On pourra y ajouter l’Apron du Rhône qui est présent sur la Bléone en aval du barrage EDF de Malijai.

– L’Ecrevisse à pattes blanches (Austropotamobius pallipes) qui se maintient encore localement dans les adoux et, de manière plus anecdotique, dans les cours d’eau affluents de la Bléone.

– Le Castor d’Europe (Castor fiber) dont l’aire de répartition a beaucoup progressée ces dernières années.

– Le Guêpier d’Europe qui profite des berges érodées pour creuser son nid.

Adous de la Marine au Chaffaut © Syndicat Mixte Asse Bléone

Adou, adoux ou adous ?

Dans le dictionnaire provençal de Simon-Jude Honnorat édité en 1846 :

Adous : s. m. Source d’eau douce qui parait fraîche en été et chaude en hiver, parce qu’elle est peu soumise aux influences extérieures.

(un grand merci à M. VIAL Bernard, Président de l’AAPPMA « La Bléone » d’avoir entrepris cette recherche et de nous avoir donné la solution !)

Adous : s. m.
Source d’eau douce qui parait fraîche en été et chaude en hiver, parce quelle est peu soumise aux influences extérieures.

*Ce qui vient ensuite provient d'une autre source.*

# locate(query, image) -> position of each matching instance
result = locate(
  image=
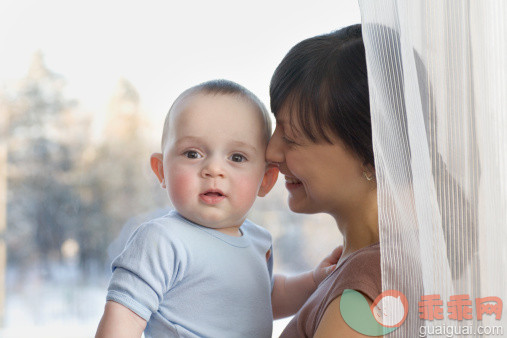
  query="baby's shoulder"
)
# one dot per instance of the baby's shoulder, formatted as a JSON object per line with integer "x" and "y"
{"x": 253, "y": 230}
{"x": 167, "y": 227}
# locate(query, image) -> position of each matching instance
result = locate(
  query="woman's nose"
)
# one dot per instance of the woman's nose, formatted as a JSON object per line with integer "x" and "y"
{"x": 212, "y": 168}
{"x": 274, "y": 151}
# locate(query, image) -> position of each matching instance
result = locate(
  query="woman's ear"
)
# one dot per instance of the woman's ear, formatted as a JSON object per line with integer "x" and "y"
{"x": 157, "y": 165}
{"x": 268, "y": 181}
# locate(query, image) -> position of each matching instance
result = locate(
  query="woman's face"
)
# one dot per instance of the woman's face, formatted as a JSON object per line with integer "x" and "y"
{"x": 320, "y": 177}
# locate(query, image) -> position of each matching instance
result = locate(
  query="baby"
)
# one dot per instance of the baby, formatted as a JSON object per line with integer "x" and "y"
{"x": 204, "y": 270}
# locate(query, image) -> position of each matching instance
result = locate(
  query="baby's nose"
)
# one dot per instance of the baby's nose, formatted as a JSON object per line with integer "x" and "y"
{"x": 213, "y": 168}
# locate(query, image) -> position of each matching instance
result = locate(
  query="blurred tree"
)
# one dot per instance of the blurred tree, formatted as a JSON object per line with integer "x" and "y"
{"x": 118, "y": 176}
{"x": 42, "y": 203}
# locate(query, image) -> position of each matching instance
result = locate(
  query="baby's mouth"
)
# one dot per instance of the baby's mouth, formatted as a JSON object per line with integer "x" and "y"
{"x": 214, "y": 193}
{"x": 212, "y": 197}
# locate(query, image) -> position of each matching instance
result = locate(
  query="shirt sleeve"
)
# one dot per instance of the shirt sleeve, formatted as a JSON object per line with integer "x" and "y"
{"x": 148, "y": 266}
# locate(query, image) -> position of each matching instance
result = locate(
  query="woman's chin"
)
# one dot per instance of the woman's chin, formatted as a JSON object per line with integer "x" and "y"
{"x": 300, "y": 206}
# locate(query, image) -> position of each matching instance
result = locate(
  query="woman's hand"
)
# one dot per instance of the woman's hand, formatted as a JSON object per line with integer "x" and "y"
{"x": 327, "y": 265}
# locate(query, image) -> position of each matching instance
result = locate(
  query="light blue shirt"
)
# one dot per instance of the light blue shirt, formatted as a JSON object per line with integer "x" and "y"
{"x": 187, "y": 280}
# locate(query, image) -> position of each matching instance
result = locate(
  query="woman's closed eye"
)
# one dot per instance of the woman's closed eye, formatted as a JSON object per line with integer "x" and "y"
{"x": 288, "y": 140}
{"x": 192, "y": 154}
{"x": 237, "y": 158}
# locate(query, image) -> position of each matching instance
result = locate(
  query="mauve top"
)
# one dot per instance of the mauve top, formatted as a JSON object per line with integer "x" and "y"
{"x": 360, "y": 271}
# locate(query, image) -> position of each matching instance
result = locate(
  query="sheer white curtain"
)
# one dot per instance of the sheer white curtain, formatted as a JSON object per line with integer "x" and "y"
{"x": 438, "y": 87}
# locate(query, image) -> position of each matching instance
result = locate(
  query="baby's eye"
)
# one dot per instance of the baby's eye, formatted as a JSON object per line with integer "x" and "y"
{"x": 192, "y": 154}
{"x": 237, "y": 158}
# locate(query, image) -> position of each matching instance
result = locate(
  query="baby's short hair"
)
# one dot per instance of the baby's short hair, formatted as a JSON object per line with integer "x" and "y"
{"x": 223, "y": 87}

Écrevisses à pieds blancs © Syndicat Mixte Asse Bléone
Barrage de castor sur l'adous des Faïsses © Syndicat Mixte Asse Bléone

Le patrimoine géologique

Le bassin versant de la Bléone fait partie de la Réserve Naturelle Géologique de Haute Provence. Cette réserve se caractérise par une diversité de paysages exceptionnels où se côtoient le temps de l’Homme et le temps de la Terre sur 2 300 km². C’est la plus grande d’Europe. Elle est gérée par le Département des Alpes de Haute Provence.

18 sites géologiques sont classés Réserve Naturelle (n° 76-629 du 10/07/1976 – article L.242-1 à L.242-28 du Code rural). Sur ces sites, l’extraction et le ramassage de toute forme fossile sont interdits.

Ce territoire est également labellisé et membre des réseaux UNESCO Global Geopark et European Geopark depuis 2000.

L’UNESCO Géoparc de Haute-Provence est né d’une volonté de protection et de préservation du patrimoine géologique du territoire. Il œuvre aujourd’hui à valoriser et à animer l’ensemble des patrimoines de son territoire.

L’UNESCO Géoparc est un service de Provence Alpes Agglomération.